In 2012, The College at Brockport State University of New York opened a new recreation facility, the Special Events Recreation Center (SERC). The new facility was even awarded a NIRSA Outstanding Facility Award in 2013. According to Scott Haines, the director of campus recreation, when the SERC opened, the usage increased tremendously. He explained this was mostly due to the fact that the SERC was able to offer group fitness classes, which they were unable to do in the old facility because of space constraints.
However, recently the number of students visiting the SERC began to decrease. According to Haines, specifically they saw a decline in the female population taking advantage of group exercise classes.
To combat this issue, Betsy Ernst, the fitness and wellness coordinator, and her team of student directors thought of Fit Fest, an evening event that highlighted personal trainers, a boxing program at the college and four group fitness classes.
“We wanted to really start to highlight those areas and make sure that students are aware of all the programs that we offer, and a lot of those programs are group exercise,” said Ernst. “All of those classes are free.
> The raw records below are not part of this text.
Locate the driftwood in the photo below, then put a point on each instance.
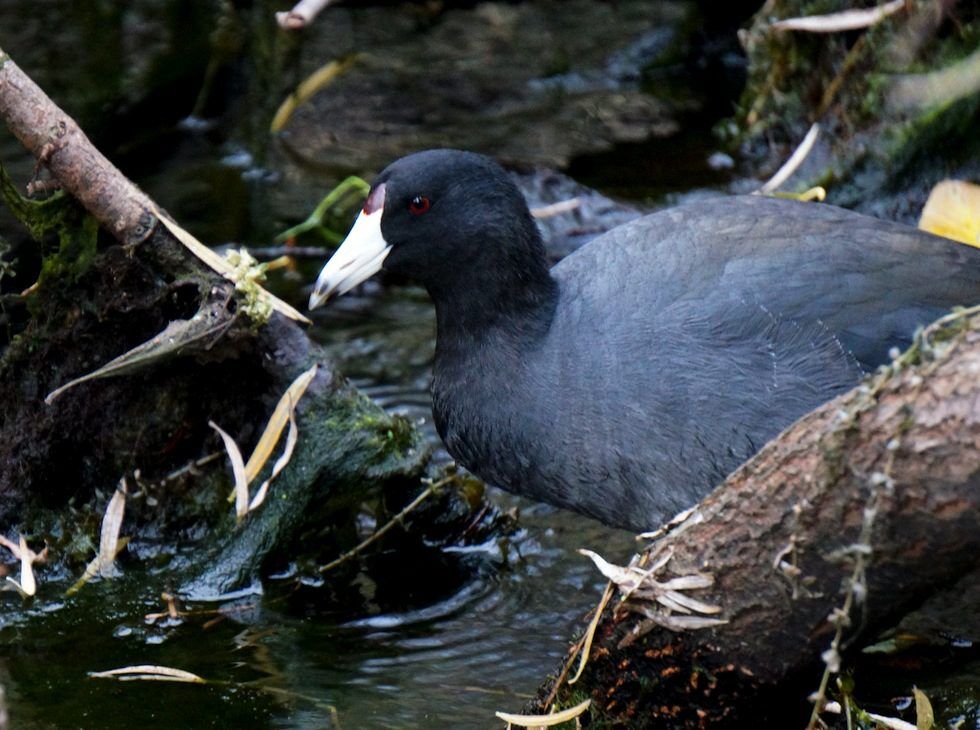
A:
(192, 351)
(857, 513)
(883, 479)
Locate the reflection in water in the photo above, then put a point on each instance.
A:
(479, 631)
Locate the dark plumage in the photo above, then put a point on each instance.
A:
(632, 377)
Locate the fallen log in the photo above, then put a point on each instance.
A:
(186, 342)
(859, 512)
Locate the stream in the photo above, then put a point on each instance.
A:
(614, 107)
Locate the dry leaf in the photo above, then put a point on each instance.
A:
(287, 453)
(953, 211)
(925, 719)
(556, 718)
(837, 22)
(111, 526)
(149, 672)
(892, 723)
(277, 421)
(794, 161)
(238, 469)
(27, 583)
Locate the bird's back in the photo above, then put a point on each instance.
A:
(685, 340)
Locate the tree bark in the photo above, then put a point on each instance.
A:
(94, 302)
(896, 460)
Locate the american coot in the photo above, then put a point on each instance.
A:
(633, 376)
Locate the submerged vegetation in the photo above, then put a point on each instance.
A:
(136, 379)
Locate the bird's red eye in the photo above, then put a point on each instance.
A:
(419, 205)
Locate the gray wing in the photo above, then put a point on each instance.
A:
(742, 318)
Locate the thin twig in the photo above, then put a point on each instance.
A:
(358, 549)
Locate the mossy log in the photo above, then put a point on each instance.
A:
(96, 299)
(875, 496)
(898, 103)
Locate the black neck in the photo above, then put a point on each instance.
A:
(511, 301)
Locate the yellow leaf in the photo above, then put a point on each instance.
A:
(924, 718)
(556, 718)
(953, 211)
(238, 469)
(277, 421)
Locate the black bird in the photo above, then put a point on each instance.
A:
(629, 379)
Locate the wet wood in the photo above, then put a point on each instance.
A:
(898, 457)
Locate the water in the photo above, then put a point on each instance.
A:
(448, 640)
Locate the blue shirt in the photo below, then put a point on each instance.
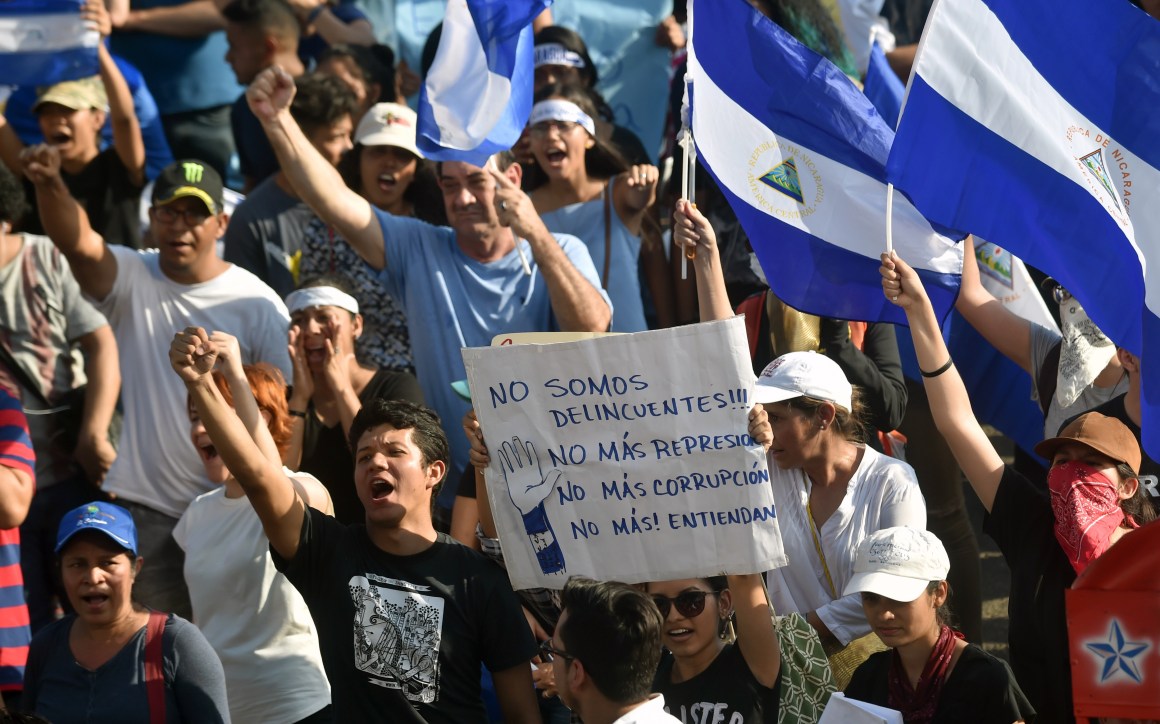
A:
(185, 73)
(452, 302)
(586, 221)
(19, 111)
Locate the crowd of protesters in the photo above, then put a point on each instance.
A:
(233, 296)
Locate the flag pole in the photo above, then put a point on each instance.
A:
(890, 215)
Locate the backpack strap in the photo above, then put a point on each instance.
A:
(154, 666)
(1049, 377)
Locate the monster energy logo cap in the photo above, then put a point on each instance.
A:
(189, 178)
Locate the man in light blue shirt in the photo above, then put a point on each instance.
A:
(459, 286)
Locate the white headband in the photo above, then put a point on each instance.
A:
(553, 53)
(562, 110)
(320, 296)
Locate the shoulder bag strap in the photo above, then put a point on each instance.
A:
(608, 234)
(154, 666)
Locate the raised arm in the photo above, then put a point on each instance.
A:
(949, 402)
(577, 304)
(314, 180)
(691, 231)
(755, 632)
(194, 19)
(1001, 327)
(127, 130)
(633, 192)
(102, 369)
(66, 224)
(270, 493)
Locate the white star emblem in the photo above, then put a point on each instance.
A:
(1118, 654)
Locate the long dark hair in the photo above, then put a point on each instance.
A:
(602, 160)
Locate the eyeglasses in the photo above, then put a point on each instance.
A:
(193, 217)
(689, 603)
(562, 127)
(548, 651)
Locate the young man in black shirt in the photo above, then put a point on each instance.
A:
(405, 615)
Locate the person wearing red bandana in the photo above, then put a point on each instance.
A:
(1046, 536)
(930, 673)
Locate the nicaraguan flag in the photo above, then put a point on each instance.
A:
(799, 153)
(477, 96)
(883, 87)
(1044, 137)
(43, 42)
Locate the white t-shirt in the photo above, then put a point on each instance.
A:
(157, 464)
(883, 493)
(249, 613)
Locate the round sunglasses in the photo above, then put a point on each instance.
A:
(689, 603)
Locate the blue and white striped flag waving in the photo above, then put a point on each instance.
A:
(43, 42)
(477, 96)
(799, 153)
(1044, 137)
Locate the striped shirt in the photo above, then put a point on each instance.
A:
(15, 453)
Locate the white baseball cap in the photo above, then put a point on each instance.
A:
(389, 124)
(804, 374)
(898, 563)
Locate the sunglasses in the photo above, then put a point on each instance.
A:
(689, 603)
(548, 652)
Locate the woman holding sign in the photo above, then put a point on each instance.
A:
(831, 489)
(739, 681)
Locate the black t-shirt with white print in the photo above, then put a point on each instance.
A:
(726, 692)
(403, 636)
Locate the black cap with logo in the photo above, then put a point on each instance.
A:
(189, 178)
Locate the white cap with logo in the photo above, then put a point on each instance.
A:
(804, 374)
(898, 563)
(389, 124)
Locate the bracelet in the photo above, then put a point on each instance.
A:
(937, 371)
(314, 13)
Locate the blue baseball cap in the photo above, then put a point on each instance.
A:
(111, 520)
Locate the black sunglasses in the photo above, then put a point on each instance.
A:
(689, 603)
(548, 652)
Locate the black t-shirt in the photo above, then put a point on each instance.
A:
(403, 636)
(980, 689)
(725, 692)
(1022, 525)
(1150, 470)
(107, 194)
(326, 455)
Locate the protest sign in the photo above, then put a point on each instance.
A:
(625, 457)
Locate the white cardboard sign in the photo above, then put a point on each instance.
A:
(625, 457)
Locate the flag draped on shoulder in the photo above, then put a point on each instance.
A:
(1043, 137)
(799, 153)
(43, 42)
(477, 95)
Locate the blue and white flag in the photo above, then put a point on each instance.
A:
(800, 153)
(43, 42)
(477, 96)
(883, 86)
(1043, 137)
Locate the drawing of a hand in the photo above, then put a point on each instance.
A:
(528, 487)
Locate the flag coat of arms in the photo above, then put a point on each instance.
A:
(1043, 137)
(799, 153)
(43, 42)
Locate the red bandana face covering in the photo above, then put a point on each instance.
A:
(1087, 511)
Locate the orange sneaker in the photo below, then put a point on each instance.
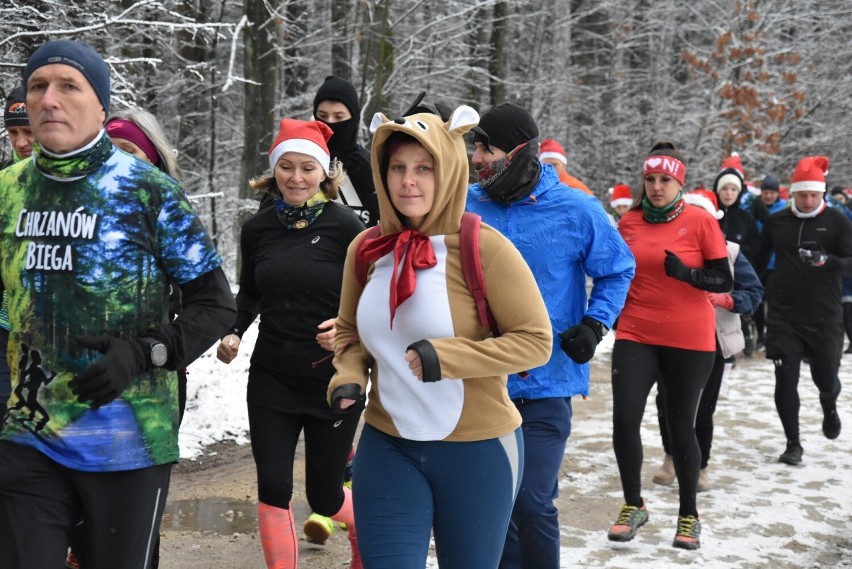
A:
(629, 520)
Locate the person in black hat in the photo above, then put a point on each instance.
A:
(100, 236)
(770, 202)
(17, 124)
(564, 236)
(336, 104)
(811, 244)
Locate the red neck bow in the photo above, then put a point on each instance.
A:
(417, 251)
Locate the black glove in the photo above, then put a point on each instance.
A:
(677, 270)
(108, 377)
(814, 258)
(580, 341)
(346, 391)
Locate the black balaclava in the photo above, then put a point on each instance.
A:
(507, 127)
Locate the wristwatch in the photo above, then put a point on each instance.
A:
(597, 324)
(159, 353)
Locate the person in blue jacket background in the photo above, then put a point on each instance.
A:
(564, 236)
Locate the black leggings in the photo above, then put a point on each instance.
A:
(706, 409)
(682, 375)
(274, 435)
(787, 388)
(847, 321)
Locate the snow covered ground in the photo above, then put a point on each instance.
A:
(759, 513)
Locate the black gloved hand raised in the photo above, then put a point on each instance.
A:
(580, 341)
(108, 377)
(677, 270)
(345, 391)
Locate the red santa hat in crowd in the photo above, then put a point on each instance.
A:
(552, 149)
(809, 175)
(705, 199)
(620, 194)
(733, 161)
(304, 137)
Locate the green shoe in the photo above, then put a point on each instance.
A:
(318, 529)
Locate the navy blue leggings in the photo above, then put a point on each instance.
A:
(274, 435)
(462, 491)
(682, 375)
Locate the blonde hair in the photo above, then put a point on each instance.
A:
(151, 128)
(330, 186)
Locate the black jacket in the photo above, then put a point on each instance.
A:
(800, 292)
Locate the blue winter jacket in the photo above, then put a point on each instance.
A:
(748, 292)
(564, 235)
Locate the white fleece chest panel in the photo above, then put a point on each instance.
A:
(420, 411)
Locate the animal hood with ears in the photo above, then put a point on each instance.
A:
(445, 142)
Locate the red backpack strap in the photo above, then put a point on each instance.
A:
(472, 269)
(360, 264)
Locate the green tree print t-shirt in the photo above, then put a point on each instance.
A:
(85, 257)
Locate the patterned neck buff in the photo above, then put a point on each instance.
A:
(512, 177)
(300, 216)
(74, 165)
(418, 254)
(652, 214)
(818, 210)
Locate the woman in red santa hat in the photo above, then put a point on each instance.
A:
(552, 153)
(620, 201)
(666, 334)
(293, 252)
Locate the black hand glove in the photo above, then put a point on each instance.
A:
(108, 377)
(816, 258)
(346, 391)
(677, 270)
(580, 341)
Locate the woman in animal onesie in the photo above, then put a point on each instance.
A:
(441, 448)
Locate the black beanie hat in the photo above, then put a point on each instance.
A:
(336, 88)
(505, 126)
(78, 55)
(770, 182)
(15, 108)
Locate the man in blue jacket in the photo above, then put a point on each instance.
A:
(565, 236)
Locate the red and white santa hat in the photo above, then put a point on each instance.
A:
(304, 137)
(620, 195)
(705, 199)
(733, 161)
(809, 175)
(552, 149)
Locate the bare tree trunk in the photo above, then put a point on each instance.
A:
(296, 75)
(260, 69)
(380, 58)
(497, 59)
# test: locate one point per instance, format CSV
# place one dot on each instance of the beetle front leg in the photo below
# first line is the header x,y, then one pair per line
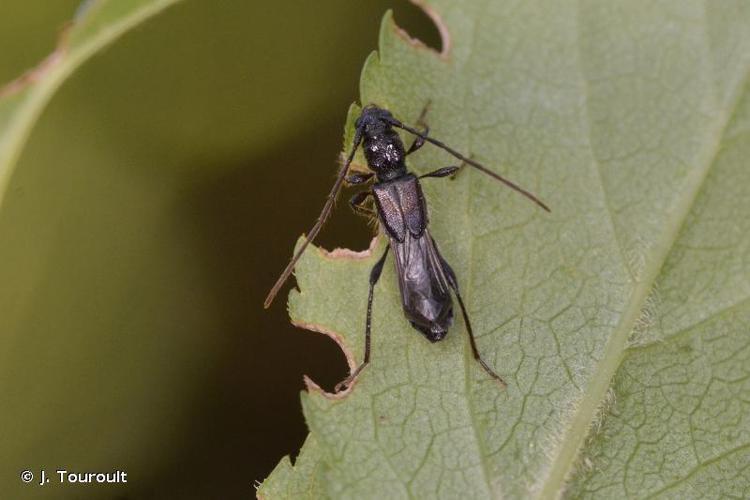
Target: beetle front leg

So there’s really no reason a student wouldn’t be able to participate in them.”
On Thursday, January 28, The Fit Fest started with a “Meet the Trainers” session, which allowed students the opportunity to meet with personal trainers one-on-one and ask questions about soreness, nutrition or the benefits of one-on-one training.
“For students to be able to get out and interact with [the personal trainers], with another live person, they can get a sense of who they may be more comfortable working with if they choose to do some personal training,” explained Haines.
During the “Meet the Trainers” session, campus recreation was also able to promote the buddy system, which allows students an opportunity to participate in personal training with a friend. Haines explained that through the buddy system, campus recreation actually loses money after they pay their personal trainers, but more students sign-up for personal training sessions with a friend, so he’s willing to keep the prices down. According to the college’s student newspaper, a single, hour-long personal training session is $15 for students, $50 for four sessions, and $90 for eight sessions.
Then, from 8:30 – 10:30 p.m. that evening, students were able to participate in 45-minute Zumba, body pump and yoga classes.
Haines and Ernst recognize they’re competing with social media and students participating in other events on campus. But he believes planning unique events, like a Fit Fest, gets students enthusiastic about fitness. “I’ve always said to our staff that sometimes the best program isn’t in the numbers you get, it’s whether you’ve got two people who perhaps have been sitting in their residence hall all semester and they came out and decided they wanted to be a part of something,” added Haines.
Next year, the campus recreation department plans to push the event back a week, to the second week of the spring semester in hopes of garnering more attention. “[Students are] worried about classes, they’re worried about seeing their friends again and all that stuff,” explained Haines. “And so we want to be able to market it properly. Pushing the Fit Fest back a week also allows intramural sports to be included in the programming next year.”